Thanks for writting this urgent article. This gives me hope to continue my search locally, for a therapist with sensory and trauma skill.
Best,
Andrea Roper
(Corona, California : )

this really resonated with me. the too soon / too late trap is something i see constantly in my work with grieving families.

people come to me years after a loss feeling almost embarrassed. like theyve missed their chance. a woman came to me last year, three years after losing her husband, and the first thing she said was "i know i should be over this by now." she wasnt. and thats not a failure. thats just grief doing what grief does when you dont have the tools or the space to actually work through it.

the staying busy thing is so real too. i call it productive avoidance. it looks like coping from the outside but inside nothings moving. nothings shifting.

i think the hardest part is that most people genuinely dont know what "doing the work" even looks like. they think talking about it once or having a good cry should be enough. but grief recovery is more like untangling a knot. you have to go slow and find each thread.

thank you for writing this. more people need to hear that there is no expiry date on healing.

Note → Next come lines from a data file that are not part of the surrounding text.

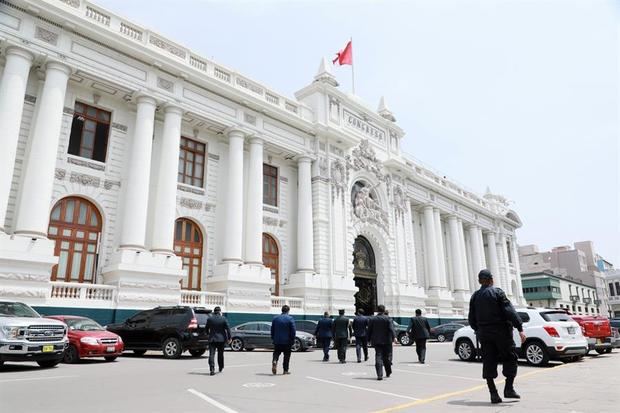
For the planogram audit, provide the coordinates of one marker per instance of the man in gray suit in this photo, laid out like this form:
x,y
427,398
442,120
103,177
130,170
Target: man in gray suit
x,y
219,334
420,331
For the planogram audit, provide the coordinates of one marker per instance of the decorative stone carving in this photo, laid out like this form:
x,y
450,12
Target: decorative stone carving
x,y
190,203
60,174
165,84
367,209
82,162
108,184
86,180
167,46
46,35
119,127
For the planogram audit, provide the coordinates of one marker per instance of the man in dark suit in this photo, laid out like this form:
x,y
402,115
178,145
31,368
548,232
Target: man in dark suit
x,y
219,334
283,336
323,333
381,335
360,331
420,331
340,330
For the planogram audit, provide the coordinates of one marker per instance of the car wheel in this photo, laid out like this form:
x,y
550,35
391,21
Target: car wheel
x,y
48,363
465,350
536,354
236,344
172,348
71,355
197,353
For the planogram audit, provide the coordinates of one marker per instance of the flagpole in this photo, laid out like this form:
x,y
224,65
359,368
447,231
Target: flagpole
x,y
352,70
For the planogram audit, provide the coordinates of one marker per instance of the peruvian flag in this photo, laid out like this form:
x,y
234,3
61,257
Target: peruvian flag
x,y
345,56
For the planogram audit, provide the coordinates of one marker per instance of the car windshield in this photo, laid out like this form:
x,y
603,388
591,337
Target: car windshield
x,y
83,324
17,310
555,316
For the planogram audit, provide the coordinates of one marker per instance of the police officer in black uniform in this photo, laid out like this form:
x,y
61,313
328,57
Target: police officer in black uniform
x,y
493,317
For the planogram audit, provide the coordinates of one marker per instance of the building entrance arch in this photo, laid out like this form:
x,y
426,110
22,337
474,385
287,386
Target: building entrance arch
x,y
365,276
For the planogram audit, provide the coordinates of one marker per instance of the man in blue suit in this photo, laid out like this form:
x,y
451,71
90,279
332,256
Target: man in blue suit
x,y
323,333
283,336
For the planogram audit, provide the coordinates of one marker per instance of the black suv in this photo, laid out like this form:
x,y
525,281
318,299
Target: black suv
x,y
170,329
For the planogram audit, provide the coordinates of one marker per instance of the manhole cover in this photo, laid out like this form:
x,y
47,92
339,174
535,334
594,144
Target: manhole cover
x,y
258,385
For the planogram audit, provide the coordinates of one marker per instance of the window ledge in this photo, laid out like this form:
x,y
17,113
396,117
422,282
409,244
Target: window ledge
x,y
271,209
190,188
85,162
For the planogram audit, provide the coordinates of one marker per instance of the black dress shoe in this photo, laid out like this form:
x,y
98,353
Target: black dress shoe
x,y
511,394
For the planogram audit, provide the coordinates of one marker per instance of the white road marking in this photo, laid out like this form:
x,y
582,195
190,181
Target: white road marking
x,y
438,375
37,378
362,388
237,365
211,401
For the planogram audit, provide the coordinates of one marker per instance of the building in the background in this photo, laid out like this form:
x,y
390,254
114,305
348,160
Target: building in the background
x,y
580,263
612,278
135,173
546,289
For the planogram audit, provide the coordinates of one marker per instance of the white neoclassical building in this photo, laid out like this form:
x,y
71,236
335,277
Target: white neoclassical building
x,y
136,173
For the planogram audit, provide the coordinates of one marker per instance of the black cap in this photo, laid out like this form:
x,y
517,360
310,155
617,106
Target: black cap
x,y
485,275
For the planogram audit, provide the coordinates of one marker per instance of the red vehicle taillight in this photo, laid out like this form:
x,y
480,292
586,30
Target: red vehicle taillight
x,y
551,331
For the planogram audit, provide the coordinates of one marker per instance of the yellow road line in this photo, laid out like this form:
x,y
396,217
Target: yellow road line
x,y
460,392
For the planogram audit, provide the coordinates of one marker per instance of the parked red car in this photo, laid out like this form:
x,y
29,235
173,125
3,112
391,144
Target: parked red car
x,y
88,339
597,329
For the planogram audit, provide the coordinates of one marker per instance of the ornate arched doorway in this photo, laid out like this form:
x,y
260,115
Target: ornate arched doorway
x,y
271,260
188,245
75,227
365,276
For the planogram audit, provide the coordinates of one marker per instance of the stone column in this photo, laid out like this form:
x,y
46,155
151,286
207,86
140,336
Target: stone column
x,y
305,241
136,202
430,248
254,215
38,182
493,260
164,208
441,255
12,90
474,242
233,230
457,264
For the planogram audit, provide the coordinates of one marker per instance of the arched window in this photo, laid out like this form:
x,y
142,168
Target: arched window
x,y
271,260
75,226
188,246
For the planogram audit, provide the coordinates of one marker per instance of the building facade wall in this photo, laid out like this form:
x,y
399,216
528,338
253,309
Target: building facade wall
x,y
430,236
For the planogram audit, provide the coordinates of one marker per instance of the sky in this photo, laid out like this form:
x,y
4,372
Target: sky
x,y
520,96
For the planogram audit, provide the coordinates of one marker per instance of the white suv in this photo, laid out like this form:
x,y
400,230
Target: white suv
x,y
550,335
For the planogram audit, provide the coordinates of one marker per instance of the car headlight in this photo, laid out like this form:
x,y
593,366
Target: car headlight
x,y
13,332
89,340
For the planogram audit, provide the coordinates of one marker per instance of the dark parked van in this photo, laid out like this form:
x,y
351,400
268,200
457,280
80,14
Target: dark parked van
x,y
172,330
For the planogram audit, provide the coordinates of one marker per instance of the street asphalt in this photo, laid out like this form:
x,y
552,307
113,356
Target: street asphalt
x,y
152,384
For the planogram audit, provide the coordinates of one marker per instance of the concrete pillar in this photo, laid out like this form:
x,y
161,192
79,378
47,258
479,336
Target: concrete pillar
x,y
12,91
38,181
164,209
254,215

this really resonated with me. i've been working in grief support for close to 30 years now and the number of people who come to me saying 'i thought i dealt with it' is staggering. they didn't deal with it. they survived it. there's a massive difference.

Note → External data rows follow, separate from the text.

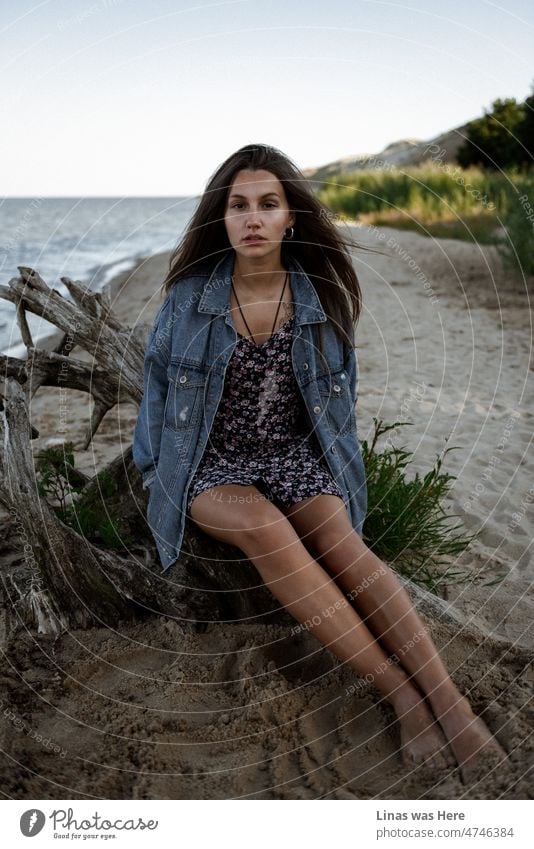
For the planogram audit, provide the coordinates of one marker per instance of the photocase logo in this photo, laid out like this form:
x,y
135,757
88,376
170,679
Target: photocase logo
x,y
31,822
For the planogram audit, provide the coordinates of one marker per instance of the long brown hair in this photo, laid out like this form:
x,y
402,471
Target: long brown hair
x,y
317,243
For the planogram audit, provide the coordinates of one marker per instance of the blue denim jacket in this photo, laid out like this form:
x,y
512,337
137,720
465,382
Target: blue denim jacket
x,y
190,345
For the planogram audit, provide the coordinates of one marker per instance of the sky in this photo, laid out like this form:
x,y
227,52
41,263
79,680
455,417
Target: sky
x,y
121,98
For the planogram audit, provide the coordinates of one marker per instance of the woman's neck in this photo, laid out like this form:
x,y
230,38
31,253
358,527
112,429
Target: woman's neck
x,y
266,276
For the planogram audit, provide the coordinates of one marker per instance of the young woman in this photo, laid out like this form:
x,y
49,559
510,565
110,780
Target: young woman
x,y
250,388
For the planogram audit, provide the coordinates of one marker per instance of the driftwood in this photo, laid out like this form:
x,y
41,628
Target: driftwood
x,y
60,579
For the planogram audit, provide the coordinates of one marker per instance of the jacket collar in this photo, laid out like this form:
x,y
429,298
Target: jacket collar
x,y
216,295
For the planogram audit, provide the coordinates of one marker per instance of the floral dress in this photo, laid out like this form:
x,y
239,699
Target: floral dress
x,y
259,434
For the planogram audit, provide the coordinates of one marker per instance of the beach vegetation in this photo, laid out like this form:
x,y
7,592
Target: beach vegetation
x,y
407,524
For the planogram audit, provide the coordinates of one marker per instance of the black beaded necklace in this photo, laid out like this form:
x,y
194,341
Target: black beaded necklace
x,y
277,311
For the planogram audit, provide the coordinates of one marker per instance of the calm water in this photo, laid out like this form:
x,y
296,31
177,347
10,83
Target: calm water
x,y
87,239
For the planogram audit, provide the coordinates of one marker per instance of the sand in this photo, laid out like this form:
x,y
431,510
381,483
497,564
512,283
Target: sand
x,y
162,709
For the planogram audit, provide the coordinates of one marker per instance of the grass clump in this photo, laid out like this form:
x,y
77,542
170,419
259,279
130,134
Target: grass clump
x,y
78,505
406,524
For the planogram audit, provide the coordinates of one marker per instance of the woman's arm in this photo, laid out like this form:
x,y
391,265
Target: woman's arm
x,y
149,424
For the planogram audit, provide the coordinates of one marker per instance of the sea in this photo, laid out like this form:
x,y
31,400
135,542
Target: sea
x,y
87,239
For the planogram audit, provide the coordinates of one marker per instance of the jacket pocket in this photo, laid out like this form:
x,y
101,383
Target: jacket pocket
x,y
184,405
337,402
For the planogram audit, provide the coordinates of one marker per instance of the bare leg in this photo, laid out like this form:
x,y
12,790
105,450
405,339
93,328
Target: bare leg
x,y
386,608
310,595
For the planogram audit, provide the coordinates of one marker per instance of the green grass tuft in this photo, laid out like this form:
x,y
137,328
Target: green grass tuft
x,y
406,524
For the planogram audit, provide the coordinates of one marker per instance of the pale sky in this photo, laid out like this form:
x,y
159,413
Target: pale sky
x,y
130,97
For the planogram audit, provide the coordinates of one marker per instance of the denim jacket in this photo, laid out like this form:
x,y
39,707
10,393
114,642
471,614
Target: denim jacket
x,y
188,350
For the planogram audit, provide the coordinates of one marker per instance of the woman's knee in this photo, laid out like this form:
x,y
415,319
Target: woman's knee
x,y
237,514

the too soon / too late trap is real. in the early days everyone tells you to just get through the funeral, get through the first christmas, get through the anniversary. and then suddenly a year has passed and people expect you to be fine. but you never actually sat with any of it.

i run a memorial website called myfarewelling.com and one thing i've noticed is that the people who take time to write about their person, to put words to what that relationship meant.. they often tell me it was the first time they actually processed anything. not because writing is magic, but because they finally stopped and looked at it instead of around it.

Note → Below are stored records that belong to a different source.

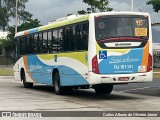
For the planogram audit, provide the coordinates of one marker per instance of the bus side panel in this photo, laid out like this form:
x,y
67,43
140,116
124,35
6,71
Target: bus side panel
x,y
72,68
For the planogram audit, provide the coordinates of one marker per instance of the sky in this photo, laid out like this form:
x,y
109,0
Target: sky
x,y
48,10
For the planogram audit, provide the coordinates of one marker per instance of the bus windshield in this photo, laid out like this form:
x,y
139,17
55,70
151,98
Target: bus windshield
x,y
121,26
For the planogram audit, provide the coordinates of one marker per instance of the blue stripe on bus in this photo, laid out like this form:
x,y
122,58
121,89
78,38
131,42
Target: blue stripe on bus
x,y
123,64
42,73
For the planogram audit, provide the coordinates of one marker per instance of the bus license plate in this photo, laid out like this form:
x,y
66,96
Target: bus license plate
x,y
123,78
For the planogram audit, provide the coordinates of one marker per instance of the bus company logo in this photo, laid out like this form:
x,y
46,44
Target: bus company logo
x,y
123,60
102,54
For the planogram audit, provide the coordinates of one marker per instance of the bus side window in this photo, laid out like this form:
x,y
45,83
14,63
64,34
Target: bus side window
x,y
45,42
40,37
36,43
49,45
54,47
60,40
81,36
23,46
85,31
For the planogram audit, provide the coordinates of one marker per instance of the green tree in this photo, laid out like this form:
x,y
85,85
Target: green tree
x,y
155,4
9,44
7,11
100,5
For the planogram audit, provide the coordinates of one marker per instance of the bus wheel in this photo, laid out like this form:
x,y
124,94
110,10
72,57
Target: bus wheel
x,y
26,84
103,89
57,87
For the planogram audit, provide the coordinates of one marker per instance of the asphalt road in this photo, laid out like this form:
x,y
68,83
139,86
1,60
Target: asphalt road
x,y
131,97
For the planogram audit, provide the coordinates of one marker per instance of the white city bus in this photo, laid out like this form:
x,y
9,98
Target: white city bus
x,y
96,51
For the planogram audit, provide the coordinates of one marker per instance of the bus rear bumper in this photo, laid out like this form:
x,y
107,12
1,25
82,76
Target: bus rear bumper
x,y
120,78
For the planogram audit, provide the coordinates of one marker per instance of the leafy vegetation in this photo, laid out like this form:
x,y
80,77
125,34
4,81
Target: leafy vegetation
x,y
100,5
7,11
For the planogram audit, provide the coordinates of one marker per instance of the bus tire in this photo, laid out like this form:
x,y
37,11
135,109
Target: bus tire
x,y
103,89
26,84
57,87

there really is no wrong time. i've had clients come to me 15 years after a loss and finally break through something they'd been carrying since day one. the grief didn't expire. it was just waiting.

This hits home. I work with clients who carry grief from losses that happened years or even decades ago, and almost every one of them says some version of "I thought I dealt with it." One woman came to me after her mother died. She thought she was grieving her mom. Turns out the real pain was an unresolved divorce from fifteen years earlier that she'd never let herself feel because everyone told her she should be relieved it was over. The grief just waited. I see it with job losses too. A client lost a career he'd built for twenty years and everyone around him jumped straight to "so what's next?" Nobody gave him space to grieve what he'd lost. Three years later it was still affecting every relationship he had. There really is no expiration date on grief work. At MyFarewelling we hear these stories constantly. The bravest thing someone can do is admit that something still hurts.